Sometimes staging a play requires some restructuring.
“We had to dissect the story,” said Kathleen Dooley, who is directing “The Last Five Years” at Wheaton Drama, a show that offers two storylines: one in chronological order and the other in reverse order. “We had to look at some of the things that the characters said and draw some conclusions to what happened in their relationship. In rehearsal we broke down the scenes and re-ordered them to see what happened.”
“The Last Five Years,” a musical written by Jason Robert Brown, explores a five-year relationship between Jamie, a rising novelist, and Cathy, a struggling actress. Jamie tells his side of the tale in chronological order, while Cathy relives the relationship backwards, with both stories intersecting in the middle, on their wedding day.
Wheaton Drama will present “The Last Five Years” from Aug. 8-17 at the Wheaton Drama Playhouse.
“I think the reason it is told this way is to really let the audience experience intimately the complex story,” said Dooley, who also is the musical director of the show. “In the first song, Cathy is relating the break up and we think that Jamie is a terrible person. But in the next song he is upbeat and a really lovely guy.”
In addition to the unusual form of storytelling, the play also has some added performers.
“I added to the staging,” said Dooley about five dancers who also appear in the play. “The five dancers are always between the two lead characters. They help show what is going on in their lives. They are dancing for some of their songs. Jamie sings about dates he has been on and we show the dates a little bit with the dancers.”
Dooley said that casting was a bit of a problem, but in a good way.
“I was overwhelmed with so many real good candidates,” she said. “People want to do this show. It is a great showcase for their talent. I could have done four productions with the number of talented people who auditioned.”
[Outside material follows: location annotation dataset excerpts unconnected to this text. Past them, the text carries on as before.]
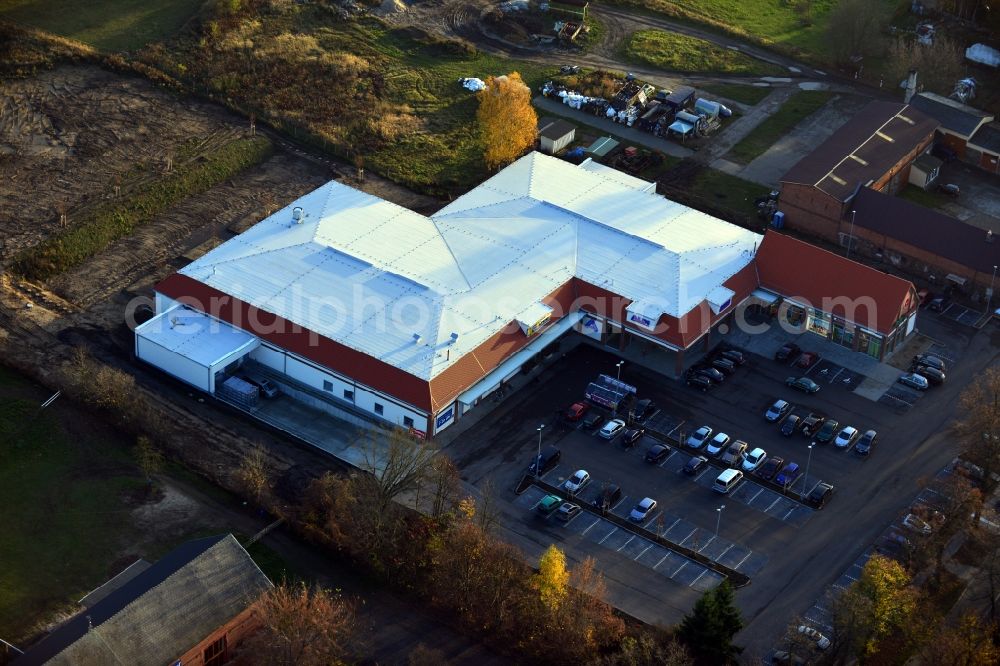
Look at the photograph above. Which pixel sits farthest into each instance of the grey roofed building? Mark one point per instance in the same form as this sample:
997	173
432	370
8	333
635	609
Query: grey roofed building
955	117
159	614
863	149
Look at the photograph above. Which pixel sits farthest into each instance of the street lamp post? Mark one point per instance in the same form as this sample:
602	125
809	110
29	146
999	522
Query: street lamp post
808	462
850	240
538	459
989	297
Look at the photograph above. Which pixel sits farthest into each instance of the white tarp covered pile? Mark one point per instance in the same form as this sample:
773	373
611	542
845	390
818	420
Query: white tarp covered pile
472	84
983	54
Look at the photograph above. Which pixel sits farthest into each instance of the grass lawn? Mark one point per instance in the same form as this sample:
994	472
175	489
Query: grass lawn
801	104
929	198
751	95
725	191
109	25
680	53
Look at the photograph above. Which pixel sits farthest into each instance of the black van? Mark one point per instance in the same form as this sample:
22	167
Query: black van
548	459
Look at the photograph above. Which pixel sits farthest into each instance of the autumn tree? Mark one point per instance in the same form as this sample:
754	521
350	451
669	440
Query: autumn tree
508	124
854	28
709	629
301	626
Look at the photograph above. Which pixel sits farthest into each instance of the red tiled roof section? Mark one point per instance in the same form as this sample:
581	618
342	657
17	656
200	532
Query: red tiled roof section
803	272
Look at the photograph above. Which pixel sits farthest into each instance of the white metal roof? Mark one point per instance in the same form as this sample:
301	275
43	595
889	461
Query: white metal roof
196	336
374	276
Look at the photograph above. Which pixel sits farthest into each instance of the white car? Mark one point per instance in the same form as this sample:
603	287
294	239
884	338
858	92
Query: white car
846	437
612	428
718	444
642	510
698	437
822	642
754	459
575	483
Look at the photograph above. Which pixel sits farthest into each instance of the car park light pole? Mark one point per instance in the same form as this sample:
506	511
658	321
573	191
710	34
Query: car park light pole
808	462
538	459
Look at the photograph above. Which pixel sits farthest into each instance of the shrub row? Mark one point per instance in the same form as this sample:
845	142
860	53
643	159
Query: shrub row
116	219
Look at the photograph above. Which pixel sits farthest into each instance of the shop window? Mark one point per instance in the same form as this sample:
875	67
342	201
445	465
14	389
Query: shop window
215	654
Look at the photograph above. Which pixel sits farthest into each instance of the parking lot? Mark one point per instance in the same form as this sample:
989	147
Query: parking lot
762	532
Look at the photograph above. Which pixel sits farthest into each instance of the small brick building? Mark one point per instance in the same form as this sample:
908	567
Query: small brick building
873	149
190	608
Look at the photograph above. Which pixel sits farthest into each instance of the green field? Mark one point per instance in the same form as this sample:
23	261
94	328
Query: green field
680	53
751	95
110	25
801	104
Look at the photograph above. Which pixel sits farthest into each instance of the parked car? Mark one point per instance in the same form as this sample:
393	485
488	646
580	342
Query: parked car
912	380
711	373
822	642
770	467
699	382
641	511
697	439
931	360
695	465
267	388
734	355
803	384
933	376
612	429
846	437
724	365
549	505
575	483
788	474
807	360
790	425
734	454
753	460
787	351
828	431
866	443
820	495
567	511
717	444
576	411
609	496
632	437
545	461
811	424
656	453
777	410
644	409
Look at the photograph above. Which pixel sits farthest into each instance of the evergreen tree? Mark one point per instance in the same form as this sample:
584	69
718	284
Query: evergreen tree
708	631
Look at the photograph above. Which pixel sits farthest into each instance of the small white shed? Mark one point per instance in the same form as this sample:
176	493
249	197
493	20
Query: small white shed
556	135
192	346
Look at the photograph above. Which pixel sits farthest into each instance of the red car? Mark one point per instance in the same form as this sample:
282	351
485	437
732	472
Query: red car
576	411
807	360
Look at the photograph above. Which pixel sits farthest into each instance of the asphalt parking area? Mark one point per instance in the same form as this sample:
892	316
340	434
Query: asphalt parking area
961	314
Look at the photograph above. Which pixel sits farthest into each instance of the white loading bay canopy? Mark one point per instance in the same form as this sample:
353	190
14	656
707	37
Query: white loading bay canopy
191	345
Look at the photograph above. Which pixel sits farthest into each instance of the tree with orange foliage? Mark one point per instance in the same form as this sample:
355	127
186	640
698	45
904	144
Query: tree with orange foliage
508	124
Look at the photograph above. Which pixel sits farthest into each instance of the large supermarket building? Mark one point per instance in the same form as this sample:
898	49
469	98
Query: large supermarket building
363	305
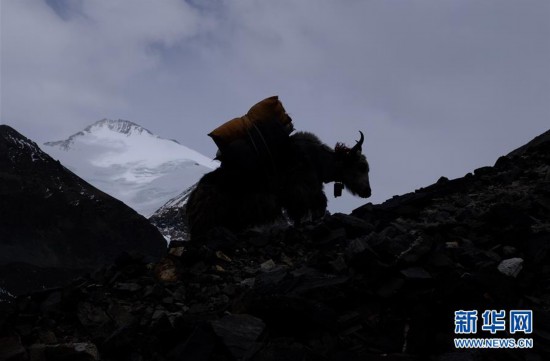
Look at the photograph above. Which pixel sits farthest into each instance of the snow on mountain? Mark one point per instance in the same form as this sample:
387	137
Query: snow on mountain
170	218
131	163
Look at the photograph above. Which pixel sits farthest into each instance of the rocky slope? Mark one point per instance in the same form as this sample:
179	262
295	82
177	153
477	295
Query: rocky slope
131	163
53	223
381	284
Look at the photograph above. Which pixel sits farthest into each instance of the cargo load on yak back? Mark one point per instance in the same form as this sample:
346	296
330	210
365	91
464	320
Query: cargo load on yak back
258	139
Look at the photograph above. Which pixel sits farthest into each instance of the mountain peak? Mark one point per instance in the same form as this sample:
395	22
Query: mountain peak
120	126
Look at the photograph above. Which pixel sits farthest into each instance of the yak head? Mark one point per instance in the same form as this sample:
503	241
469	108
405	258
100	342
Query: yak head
353	170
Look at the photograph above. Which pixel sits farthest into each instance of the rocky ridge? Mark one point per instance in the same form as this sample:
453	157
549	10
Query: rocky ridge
380	284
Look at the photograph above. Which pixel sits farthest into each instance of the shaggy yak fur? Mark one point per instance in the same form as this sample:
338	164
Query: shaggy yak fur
228	197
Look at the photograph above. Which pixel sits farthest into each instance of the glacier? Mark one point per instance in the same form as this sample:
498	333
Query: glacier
130	163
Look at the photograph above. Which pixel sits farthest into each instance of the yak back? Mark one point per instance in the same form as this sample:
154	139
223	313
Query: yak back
257	140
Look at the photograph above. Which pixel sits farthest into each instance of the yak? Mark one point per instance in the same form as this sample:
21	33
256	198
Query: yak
291	184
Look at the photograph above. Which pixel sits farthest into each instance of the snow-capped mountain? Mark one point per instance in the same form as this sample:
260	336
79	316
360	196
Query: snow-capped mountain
54	225
131	163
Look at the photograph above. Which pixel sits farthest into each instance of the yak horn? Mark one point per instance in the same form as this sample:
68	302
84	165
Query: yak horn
357	147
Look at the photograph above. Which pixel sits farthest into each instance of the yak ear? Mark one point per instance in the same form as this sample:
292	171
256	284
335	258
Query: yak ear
358	147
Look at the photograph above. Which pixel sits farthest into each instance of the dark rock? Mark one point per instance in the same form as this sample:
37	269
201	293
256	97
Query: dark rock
240	334
11	349
61	352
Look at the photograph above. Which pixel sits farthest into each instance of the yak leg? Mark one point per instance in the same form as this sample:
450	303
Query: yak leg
302	200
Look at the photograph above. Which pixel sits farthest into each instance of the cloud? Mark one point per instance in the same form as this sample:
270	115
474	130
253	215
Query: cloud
61	66
438	87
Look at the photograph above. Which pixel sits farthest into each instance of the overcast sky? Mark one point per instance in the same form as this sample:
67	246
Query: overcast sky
439	87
Once Garrett Ard and Sharon Voss were cast as Jamie and Cathy, Dooley had to work through some other challenges.
“These two characters could be played many different ways,” she said “I had them play their roles so that it was not a choice for the best dance or a choice for what was best musically, but the right choice for the characters. We had to work through that.”
Dooley believes the appeal of the show is its universal feel.
“There is a lot that is relatable to anyone in a relationship,” Dooley said. “His story is forwards. Hers is backwards, so at the end we see the satisfaction of her on the first date. It’s very uplifting.”